While DAX is powerful, it's not suitable for all scenarios. The following list presents examples of scenarios in which integrating DAX with DynamoDB is unsuitable:

  • Write-heavy workloads – The primary advantage of DAX is speeding up reads, but writes use more DAX resources than reads. If your application is predominantly write-heavy, DAX benefits might be limited.

  • Infrequently read data – If your application accesses data infrequently or a wide range of rarely reused data (cold data), you'll likely experience a low cache hit ratio. In this case, the overhead of maintaining the cache might not justify the performance gains.

  • Bulk reads or writes – If your application performs more bulk writes than individual writes, you should write around DAX. In addition, for bulk reads, you should run full table scans directly against a DynamoDB table.

  • Strong consistency or transaction requirements – DAX passes strongly consistent reads and TransactGetItems calls to a DynamoDB table. You should make these reads around the DAX cluster to avoid using cluster resources. Items read this way won't be cached; therefore, routing such items through DAX serves no purpose.

  • Simple applications with modest performance requirements – For applications with modest performance requirements and tolerance for direct DynamoDB latency, the complexity and cost of adding DAX might not be necessary. On its own, DynamoDB handles high throughput and provides single-digit millisecond performance.

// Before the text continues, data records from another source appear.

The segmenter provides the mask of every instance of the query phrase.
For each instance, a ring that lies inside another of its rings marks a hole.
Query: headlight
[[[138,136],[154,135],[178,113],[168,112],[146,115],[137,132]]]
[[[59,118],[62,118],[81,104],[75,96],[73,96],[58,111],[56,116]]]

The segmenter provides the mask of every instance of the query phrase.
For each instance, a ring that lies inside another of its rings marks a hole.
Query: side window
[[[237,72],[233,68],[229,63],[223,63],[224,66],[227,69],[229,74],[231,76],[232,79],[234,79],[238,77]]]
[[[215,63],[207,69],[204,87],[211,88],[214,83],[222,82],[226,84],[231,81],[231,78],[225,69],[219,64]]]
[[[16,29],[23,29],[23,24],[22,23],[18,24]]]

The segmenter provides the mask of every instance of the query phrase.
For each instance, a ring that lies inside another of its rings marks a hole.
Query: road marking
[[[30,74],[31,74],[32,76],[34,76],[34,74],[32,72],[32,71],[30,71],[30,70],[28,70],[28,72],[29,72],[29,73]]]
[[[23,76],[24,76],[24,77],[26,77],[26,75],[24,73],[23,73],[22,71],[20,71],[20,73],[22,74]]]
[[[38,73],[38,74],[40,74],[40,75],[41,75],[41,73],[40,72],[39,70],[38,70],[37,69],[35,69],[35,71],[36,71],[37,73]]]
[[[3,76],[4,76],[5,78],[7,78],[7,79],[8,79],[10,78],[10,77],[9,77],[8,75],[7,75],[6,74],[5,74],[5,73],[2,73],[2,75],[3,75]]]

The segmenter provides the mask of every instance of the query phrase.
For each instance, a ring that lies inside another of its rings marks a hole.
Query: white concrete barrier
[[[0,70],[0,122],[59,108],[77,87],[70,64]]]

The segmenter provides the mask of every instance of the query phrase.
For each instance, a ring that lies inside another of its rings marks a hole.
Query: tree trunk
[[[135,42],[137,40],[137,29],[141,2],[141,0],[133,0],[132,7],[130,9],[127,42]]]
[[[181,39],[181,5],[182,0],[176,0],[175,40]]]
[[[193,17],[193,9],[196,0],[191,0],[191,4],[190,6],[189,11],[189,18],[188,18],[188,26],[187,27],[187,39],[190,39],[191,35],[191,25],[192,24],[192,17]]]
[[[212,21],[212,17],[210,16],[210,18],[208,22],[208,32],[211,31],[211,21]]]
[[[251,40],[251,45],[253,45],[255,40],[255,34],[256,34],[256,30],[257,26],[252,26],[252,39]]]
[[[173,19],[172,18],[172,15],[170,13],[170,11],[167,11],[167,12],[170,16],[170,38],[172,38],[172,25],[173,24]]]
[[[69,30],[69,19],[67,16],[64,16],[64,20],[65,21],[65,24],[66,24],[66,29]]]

  • Complex querying needs beyond key-value access – DAX is optimized for key-value access patterns. If your application requires complex querying capabilities with complex filtering, such as Query and Scan operations, DAX caching benefits might be limited.

    In these situations, use Amazon ElastiCache for Redis as an alternative. ElastiCache for Redis supports advanced data structures, such as, lists, sets, and hashes. It also offers features, such as pub/sub, geospatial indexes, and scripting.

  • Compliance requirements – DAX doesn't currently offer the same compliance accreditations as as DynamoDB. For example, DAX hasn't obtained the SOC accreditation yet.